What is an Activation Function?
In Deep learning you have many neurons that have inputs and outputs. The output depends on the calculation of the weights and biases. The outputs, taken together, more and more form a pattern as the weights are updated towards a convergence of the truth of a model (which mimics some thing of reality). The weights and biases form a linear function and the activation function turns it into a non-linear function so that the network can learn complex patterns. So the activation functions outputs the patterns sought by the training of the neural network.
Here are some different Neural Networks with a simplified description of each.
Linear Activation Function
Other name is ‘Identity Activation Function’
A simple activation function used in The Perceptron.
Cannot perform Backpropagation
Since it’s just linear it can’t learn complex patterns
For linear regression models
Used in Output layers.
Binary Step Activation Function
A simple activation function.
Outputs 0 or 1 based on a threshold.
Good for binary classification problems
Provides a clear decision boundary
Doesn’t handle non-linearity well, so not good for backpropagation
Used in Output layers.
Sigmoid Activation Function
Suffers from Vanishing Gradient Problem
Output is between 0 and 1.
Output can be interpreted as possibilities.
Used in Output layer for Binary Classification.
Tanh Activation Function
Short for ‘Hyperbolic Tangent’.
Suffers from Vanishing Gradient problem.
Outputs between -1 and 1.
Negative to positive values makes for better optimization.
Used in Hidden layers for better convergence.
ReLU Activation Function
The standard activation function to which others are compared.
Positive input = returns same value
Negative input = returns 0.
Some neurons may die because negative output always ending on hard zero makes it not able to update. This is the problem of ‘Dead Neurons’.
All the ReLU types of activation functions are good at mitigating the Vanishing Gradient problem because it doesn’t have saturation of positive values, outputting the input directly when it's positive.
Very effective in Convolutional Neural Networks (CNNs).
Used in Hidden layers.
Leaky ReLU Activation Function
Addresses the problem of ‘Dead Neurons’ in ReLU by eliminating hard zero for negative outputs.
Positive input = returns the same value.
Negative input = multiplied by a small constant.
All the ReLU types of activation functions are good at mitigating the Vanishing Gradient problem because it doesn’t have saturation of positive values, outputting the input directly when it's positive.
Effective in Hidden layers.
Parametric ReLU Activation Function
Keeps neurons active avoiding the ‘Dead Neurons’ problem in ReLU.
Positive input = returns the same value.
Negative input = multiplied by a small learnable parameter (value is updated during training).
Its flexibility can handle a wide range of patterns.

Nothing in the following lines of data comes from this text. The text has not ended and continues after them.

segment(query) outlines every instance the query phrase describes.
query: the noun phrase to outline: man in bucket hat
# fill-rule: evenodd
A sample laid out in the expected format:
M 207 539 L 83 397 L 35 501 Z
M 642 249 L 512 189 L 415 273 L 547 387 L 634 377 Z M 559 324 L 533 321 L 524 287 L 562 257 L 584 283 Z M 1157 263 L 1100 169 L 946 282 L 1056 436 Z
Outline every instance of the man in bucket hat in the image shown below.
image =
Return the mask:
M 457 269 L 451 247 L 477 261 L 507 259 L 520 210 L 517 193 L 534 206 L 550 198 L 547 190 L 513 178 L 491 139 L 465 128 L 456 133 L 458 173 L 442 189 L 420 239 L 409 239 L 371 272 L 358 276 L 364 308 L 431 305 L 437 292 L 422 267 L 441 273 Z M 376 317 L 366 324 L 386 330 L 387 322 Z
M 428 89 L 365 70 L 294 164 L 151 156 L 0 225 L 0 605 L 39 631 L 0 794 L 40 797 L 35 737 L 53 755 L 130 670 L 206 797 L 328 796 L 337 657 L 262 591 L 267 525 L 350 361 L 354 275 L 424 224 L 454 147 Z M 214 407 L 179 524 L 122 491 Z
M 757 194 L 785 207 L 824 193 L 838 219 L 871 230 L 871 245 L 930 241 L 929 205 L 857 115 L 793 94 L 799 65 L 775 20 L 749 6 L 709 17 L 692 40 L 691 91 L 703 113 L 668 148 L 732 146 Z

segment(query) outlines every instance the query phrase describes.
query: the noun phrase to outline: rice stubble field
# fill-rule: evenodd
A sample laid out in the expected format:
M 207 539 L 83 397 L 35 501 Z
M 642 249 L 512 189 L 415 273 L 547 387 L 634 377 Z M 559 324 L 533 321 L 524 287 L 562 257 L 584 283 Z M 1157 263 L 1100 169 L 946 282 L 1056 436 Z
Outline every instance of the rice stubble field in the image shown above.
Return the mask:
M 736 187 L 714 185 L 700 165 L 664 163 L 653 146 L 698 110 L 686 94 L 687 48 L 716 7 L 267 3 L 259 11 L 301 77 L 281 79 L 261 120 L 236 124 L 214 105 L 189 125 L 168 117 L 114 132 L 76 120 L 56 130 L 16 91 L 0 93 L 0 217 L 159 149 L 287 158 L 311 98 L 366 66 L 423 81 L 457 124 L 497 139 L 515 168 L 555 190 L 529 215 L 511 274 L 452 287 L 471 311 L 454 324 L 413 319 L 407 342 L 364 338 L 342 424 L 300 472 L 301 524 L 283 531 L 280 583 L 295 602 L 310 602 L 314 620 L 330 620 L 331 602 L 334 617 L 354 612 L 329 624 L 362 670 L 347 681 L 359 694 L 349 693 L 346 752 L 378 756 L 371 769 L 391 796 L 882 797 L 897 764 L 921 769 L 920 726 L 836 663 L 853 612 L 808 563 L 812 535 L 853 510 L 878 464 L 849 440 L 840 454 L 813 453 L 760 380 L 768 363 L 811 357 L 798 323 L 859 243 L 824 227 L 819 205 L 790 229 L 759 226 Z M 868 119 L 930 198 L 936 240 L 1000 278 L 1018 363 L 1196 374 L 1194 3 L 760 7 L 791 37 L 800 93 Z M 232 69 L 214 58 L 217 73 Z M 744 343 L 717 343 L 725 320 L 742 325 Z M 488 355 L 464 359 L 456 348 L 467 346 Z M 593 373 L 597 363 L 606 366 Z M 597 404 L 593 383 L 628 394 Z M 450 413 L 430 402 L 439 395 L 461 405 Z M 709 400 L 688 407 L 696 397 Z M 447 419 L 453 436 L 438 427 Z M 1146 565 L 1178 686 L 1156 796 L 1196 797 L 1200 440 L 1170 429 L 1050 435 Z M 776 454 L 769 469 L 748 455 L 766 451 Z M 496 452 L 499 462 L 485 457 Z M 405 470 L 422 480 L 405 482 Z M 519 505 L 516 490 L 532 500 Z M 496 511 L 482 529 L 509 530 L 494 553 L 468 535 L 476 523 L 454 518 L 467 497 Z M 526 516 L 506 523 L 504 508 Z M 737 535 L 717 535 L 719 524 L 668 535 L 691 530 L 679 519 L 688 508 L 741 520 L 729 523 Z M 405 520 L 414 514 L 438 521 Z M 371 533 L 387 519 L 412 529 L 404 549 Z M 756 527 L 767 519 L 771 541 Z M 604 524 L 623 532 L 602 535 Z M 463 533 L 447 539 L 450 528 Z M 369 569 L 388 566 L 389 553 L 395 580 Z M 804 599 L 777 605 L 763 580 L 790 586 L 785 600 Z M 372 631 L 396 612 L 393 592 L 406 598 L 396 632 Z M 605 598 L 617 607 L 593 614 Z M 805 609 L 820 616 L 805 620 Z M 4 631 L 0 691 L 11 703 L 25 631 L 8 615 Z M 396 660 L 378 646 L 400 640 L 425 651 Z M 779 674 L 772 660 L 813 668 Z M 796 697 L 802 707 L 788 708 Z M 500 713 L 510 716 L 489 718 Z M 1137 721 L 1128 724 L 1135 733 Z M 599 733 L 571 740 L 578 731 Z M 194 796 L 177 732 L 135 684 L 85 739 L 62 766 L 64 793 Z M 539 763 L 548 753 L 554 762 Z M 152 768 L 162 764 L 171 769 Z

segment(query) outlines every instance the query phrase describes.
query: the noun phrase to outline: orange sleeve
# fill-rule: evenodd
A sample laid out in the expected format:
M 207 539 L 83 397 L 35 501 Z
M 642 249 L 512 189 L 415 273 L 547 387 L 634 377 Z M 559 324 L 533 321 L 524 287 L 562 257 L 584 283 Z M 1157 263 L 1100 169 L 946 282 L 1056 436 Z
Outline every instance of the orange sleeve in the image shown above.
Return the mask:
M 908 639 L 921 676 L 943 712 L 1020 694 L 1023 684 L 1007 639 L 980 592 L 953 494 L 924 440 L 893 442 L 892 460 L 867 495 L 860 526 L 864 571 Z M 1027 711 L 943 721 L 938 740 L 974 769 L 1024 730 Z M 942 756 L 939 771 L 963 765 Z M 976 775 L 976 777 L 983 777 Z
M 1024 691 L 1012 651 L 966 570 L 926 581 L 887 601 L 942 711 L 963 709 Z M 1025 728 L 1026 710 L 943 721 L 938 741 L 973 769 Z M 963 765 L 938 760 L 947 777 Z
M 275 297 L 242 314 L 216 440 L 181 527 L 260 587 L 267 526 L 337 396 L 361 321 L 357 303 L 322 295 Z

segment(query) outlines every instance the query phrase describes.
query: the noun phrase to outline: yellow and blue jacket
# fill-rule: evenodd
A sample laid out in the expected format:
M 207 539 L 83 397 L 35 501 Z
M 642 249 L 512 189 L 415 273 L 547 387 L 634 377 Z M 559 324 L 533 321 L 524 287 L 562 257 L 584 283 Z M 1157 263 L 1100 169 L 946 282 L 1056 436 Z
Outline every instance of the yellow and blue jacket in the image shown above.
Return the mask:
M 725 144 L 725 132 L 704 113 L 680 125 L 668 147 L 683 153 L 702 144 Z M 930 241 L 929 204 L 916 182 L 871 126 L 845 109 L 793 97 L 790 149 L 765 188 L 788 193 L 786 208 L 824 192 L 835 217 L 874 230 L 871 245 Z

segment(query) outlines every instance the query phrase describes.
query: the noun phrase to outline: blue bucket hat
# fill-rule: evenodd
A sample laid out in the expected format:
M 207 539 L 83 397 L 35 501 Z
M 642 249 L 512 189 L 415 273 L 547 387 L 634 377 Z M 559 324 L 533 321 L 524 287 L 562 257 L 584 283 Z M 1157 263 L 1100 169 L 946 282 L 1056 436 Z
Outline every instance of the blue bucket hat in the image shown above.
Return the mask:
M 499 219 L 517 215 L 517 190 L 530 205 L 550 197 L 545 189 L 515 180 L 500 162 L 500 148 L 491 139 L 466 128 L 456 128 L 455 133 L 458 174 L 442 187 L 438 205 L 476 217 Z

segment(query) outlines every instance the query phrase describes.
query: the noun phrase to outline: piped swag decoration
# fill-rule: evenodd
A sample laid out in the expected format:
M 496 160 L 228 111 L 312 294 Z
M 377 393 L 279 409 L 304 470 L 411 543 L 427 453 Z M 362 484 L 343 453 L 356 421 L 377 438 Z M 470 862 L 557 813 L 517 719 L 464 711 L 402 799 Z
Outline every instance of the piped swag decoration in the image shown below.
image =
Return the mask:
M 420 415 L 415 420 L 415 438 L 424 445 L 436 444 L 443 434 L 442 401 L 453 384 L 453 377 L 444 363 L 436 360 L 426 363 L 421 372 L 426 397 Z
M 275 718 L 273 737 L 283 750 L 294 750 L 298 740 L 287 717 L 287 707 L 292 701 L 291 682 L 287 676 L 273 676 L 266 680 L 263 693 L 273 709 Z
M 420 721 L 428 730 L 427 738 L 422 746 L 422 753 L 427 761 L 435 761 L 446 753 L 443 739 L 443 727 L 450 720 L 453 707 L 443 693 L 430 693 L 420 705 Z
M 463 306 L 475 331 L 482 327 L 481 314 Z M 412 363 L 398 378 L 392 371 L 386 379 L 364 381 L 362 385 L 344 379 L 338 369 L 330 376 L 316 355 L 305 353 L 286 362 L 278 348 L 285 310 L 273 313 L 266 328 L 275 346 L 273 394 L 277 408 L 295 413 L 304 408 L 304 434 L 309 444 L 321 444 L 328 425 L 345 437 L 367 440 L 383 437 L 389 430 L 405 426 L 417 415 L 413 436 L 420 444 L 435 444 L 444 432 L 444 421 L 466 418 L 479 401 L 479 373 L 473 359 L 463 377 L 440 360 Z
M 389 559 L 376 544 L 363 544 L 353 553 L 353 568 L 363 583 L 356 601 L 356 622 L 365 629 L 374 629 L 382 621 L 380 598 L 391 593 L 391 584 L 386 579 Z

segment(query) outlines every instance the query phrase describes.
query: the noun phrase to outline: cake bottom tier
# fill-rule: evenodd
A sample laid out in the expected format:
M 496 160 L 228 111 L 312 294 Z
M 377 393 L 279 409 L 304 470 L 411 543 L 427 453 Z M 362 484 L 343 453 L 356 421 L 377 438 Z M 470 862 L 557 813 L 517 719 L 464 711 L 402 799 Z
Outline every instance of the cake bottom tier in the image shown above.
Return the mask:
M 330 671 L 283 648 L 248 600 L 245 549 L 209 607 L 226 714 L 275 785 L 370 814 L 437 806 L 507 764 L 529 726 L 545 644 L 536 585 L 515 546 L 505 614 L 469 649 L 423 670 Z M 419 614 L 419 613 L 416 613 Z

All the ReLU types of activation functions are good at mitigating the Vanishing Gradient problem because it doesn’t have saturation of positive values, outputting the input directly when it's positive.
Effective for Hidden layers.
Exponential Linear Unit Activation Function (ELU)
Output for negative values curves smoothly leading to less chaotic convergence.
Steady Gradients, Smoother Learning.
Uses an exponential algorithm for negative values.
Used in Hidden layers.
Swish Activation Function
New Activation Function.
Smoother transition for negative inputs than ReLU.
Pick up linear patterns which may be in non-linear patterns making it very adaptable to deep learning.
Used in both Hidden and Output layers.
Maxout Activation Function
More flexible, adaptable than traditional activation functions.
In a typical neural network, the weights and biases create one linear function. But in Maxout multiple linear functions are created because there are different set of weights and biases.
Maxout chooses the maximum linear function because it represents the features most potently. It has representational power.
Used in both Hidden and Output layers.
Softmax Activation Function
Enables better gradients for classification problems.
Used in Output layer for multi-class classification.
Outputs are a probability distribution, a value between 0 and 1.
Outputs summed up equal 100%.
Summary
The choice of an activation function depends on the task at hand and experimentation is common. ReLU remains a popular choice because of it’s simplicity as well as robustness to different initialization schemes and learning rates.New innovations in Activation functions are continually being explored such as adaptive activation functions which dynamically can adjust their behavior based on input data or training progress. So they can become like another type of function in a dynamic way.